By Carol Strickland, Monitor | The Christian Science Monitor, March 24, 1997 | Go to article overview

Willem De Kooning: Pioneer of Abstract Art the Man from Rotterdam Brought to America the Radically New Movement of Abstract Expressionism, Which Has Influenced Generations of Artists


Carol Strickland, Monitor, The Christian Science Monitor


"I don't paint for a living. I paint to live. That's how I live," Willem de Kooning frequently told visitors to his studio. The man regarded as America's greatest living painter died March 19. In his long career, he pioneered the style of painting known as Abstract Expressionism. Also called Action Painting, this approach glorified the process of painting as a defining moment that encapsulates the artist's emotions, thoughts, and very being.

Born in Rotterdam, de Kooning received classical training in art at Rotterdam Academy. At age 22, he stowed away on a freighter bound for New York.

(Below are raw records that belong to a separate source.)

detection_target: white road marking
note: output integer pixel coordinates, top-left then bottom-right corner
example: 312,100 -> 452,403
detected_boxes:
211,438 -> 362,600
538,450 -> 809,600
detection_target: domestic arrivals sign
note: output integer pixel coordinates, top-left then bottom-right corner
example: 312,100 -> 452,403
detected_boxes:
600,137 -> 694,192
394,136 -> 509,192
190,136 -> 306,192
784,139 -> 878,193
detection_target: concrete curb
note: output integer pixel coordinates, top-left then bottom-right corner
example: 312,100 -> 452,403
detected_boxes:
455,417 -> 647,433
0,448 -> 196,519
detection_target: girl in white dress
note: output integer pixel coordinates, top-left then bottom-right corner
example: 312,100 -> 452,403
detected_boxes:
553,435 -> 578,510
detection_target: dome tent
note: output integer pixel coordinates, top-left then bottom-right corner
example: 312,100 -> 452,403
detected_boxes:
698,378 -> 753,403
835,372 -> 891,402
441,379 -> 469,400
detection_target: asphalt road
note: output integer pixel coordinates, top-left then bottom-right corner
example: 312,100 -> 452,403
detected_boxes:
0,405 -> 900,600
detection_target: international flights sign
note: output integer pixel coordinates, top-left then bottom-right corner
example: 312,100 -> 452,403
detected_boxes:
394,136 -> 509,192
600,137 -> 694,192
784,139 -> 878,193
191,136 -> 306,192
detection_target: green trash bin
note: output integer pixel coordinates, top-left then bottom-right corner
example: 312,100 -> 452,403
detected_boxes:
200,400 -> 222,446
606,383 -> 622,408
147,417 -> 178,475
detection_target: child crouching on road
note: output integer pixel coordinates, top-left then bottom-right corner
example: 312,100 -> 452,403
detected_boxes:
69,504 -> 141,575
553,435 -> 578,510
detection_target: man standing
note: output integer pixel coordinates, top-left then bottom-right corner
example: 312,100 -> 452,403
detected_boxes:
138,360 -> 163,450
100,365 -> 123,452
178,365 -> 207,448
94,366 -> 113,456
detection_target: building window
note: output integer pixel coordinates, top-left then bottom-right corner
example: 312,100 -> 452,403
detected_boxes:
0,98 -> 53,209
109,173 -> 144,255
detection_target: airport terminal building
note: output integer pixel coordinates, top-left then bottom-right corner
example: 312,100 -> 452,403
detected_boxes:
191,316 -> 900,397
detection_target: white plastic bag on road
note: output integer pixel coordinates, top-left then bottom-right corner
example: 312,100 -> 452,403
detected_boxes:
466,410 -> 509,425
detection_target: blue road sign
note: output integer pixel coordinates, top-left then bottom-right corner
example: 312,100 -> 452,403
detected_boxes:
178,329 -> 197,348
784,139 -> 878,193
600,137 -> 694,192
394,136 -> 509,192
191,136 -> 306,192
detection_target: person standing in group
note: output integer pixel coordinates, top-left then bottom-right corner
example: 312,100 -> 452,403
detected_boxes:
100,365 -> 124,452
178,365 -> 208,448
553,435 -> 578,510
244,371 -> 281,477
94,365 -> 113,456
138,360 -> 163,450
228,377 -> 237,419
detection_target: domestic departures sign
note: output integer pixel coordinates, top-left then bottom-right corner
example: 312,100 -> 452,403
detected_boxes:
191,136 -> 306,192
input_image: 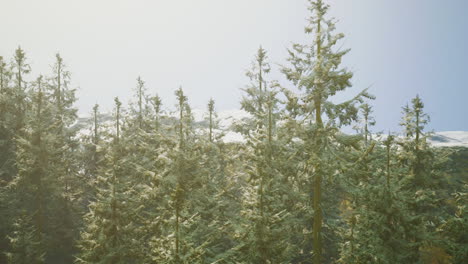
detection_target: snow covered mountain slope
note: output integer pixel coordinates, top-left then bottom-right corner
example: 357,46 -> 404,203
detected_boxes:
429,131 -> 468,147
75,109 -> 468,147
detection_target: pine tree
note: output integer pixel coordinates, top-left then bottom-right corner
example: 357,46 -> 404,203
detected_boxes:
9,76 -> 56,258
282,0 -> 371,264
48,54 -> 79,262
76,98 -> 141,263
234,47 -> 289,263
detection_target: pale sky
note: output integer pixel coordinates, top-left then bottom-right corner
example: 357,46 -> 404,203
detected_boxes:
0,0 -> 468,131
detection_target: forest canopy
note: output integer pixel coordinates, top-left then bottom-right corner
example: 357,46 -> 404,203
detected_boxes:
0,0 -> 468,264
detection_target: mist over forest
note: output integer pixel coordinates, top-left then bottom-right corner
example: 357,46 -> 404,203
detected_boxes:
0,0 -> 468,264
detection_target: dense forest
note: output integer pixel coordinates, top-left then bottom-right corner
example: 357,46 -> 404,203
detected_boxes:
0,0 -> 468,264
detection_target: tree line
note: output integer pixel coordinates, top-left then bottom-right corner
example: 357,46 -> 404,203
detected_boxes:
0,0 -> 468,264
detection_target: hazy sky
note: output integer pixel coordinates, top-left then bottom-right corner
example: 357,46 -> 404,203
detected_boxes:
0,0 -> 468,131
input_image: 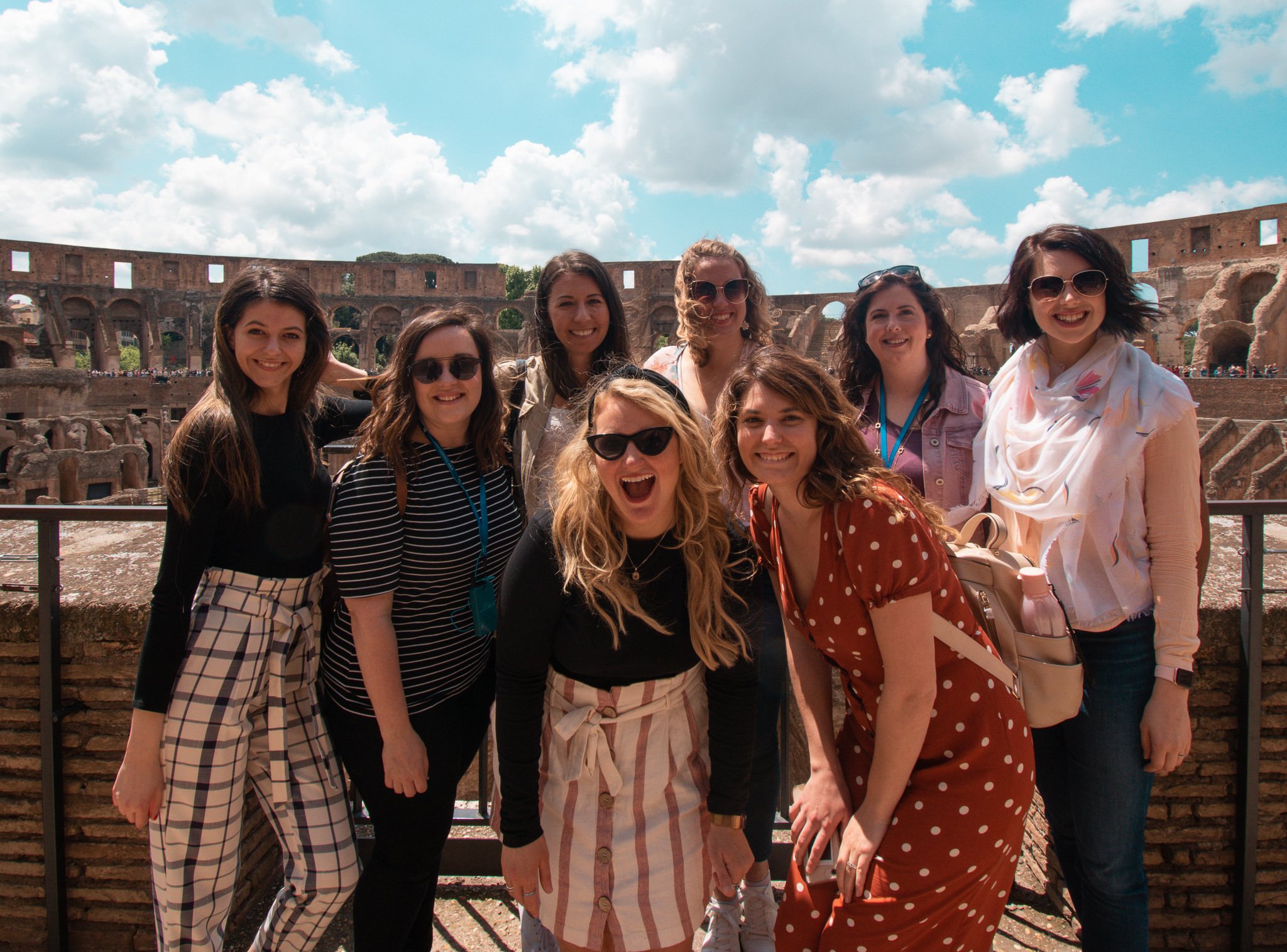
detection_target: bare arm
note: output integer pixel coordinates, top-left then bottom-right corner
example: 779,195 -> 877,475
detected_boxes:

After working as a house painter and commercial artist, the WPA Federal Art Project during the Great Depression gave de Kooning freedom to experiment with abstraction. Influenced by avant-garde artists like Stuart Davis and Arshile Gorky, he committed himself to full-time painting in 1936.

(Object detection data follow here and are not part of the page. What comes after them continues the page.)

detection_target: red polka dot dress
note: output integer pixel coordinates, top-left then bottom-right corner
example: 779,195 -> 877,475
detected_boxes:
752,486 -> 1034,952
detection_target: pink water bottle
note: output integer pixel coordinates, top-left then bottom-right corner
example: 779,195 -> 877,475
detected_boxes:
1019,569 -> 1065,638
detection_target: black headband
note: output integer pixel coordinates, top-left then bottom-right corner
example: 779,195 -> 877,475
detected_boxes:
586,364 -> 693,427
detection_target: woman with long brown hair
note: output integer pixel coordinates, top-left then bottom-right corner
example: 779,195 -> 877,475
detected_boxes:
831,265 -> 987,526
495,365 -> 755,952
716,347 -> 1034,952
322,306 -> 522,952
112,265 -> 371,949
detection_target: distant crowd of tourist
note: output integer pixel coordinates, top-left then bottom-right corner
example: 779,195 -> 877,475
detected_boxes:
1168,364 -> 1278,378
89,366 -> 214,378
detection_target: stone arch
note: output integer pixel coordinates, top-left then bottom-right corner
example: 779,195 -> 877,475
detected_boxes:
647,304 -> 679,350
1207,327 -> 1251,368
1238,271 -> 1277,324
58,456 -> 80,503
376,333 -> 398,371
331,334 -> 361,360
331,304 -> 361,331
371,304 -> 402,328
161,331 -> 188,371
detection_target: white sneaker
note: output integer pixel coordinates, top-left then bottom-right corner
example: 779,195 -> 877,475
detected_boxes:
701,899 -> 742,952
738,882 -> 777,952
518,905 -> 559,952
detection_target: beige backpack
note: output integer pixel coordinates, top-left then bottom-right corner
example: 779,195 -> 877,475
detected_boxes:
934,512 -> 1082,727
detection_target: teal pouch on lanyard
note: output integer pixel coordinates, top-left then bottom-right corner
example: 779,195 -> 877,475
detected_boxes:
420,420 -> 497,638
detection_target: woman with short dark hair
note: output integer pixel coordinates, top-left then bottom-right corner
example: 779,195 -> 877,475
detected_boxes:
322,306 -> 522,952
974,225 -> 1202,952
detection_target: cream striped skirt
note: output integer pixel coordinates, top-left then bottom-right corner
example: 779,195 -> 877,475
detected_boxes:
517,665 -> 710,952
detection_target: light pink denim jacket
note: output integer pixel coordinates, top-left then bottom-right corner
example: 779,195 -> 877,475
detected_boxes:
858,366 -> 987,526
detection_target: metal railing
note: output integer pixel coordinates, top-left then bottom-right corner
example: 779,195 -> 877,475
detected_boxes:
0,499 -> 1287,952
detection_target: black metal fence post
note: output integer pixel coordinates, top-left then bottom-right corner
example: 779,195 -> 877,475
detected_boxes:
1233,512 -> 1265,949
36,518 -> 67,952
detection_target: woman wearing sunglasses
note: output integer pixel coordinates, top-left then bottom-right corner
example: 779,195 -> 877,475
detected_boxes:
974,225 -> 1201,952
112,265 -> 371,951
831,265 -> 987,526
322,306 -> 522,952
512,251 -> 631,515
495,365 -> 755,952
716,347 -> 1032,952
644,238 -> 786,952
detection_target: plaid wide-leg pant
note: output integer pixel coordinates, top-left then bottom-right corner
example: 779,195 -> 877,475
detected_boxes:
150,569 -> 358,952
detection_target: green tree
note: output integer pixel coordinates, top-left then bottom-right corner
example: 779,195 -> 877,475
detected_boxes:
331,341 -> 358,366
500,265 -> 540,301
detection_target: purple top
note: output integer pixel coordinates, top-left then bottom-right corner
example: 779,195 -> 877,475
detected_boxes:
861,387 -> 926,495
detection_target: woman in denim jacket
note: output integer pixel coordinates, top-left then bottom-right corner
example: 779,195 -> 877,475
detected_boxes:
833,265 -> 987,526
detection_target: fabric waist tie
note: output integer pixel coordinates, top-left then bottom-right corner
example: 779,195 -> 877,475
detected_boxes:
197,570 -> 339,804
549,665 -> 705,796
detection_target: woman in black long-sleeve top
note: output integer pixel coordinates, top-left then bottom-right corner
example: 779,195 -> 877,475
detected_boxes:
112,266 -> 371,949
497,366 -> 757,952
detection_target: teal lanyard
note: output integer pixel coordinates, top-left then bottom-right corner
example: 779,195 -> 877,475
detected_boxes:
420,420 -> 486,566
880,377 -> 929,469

De Kooning's first one-man show in 1948 exhibited exclusively black-and-white paintings - a palette chosen because of the artist's poverty. Along with Jackson Pollock, his reputation was already established among artists as the painter to reckon with. De Kooning invented a new language for art. Its vocabulary was shape, color, and line applied in an all-over composition. Its syntax was a brushstroke expressing both energy and thought. An icon of modern art, "Woman I," which de Kooning constantly revised from 1950-52, repainting it hundreds of times, is emblematic of his approach. He laid on vibrant colors like apple green and salmon pink in bravura, aggressive strokes. Then, driven by both a work ethic and self-criticism, he scraped away pigment and detail, layering and reworking the picture. The encounter with the canvas was seen as an act of self-revelation. The fierce image that resulted, painted in a series of heavily impastoed figures over the years, aroused great controversy.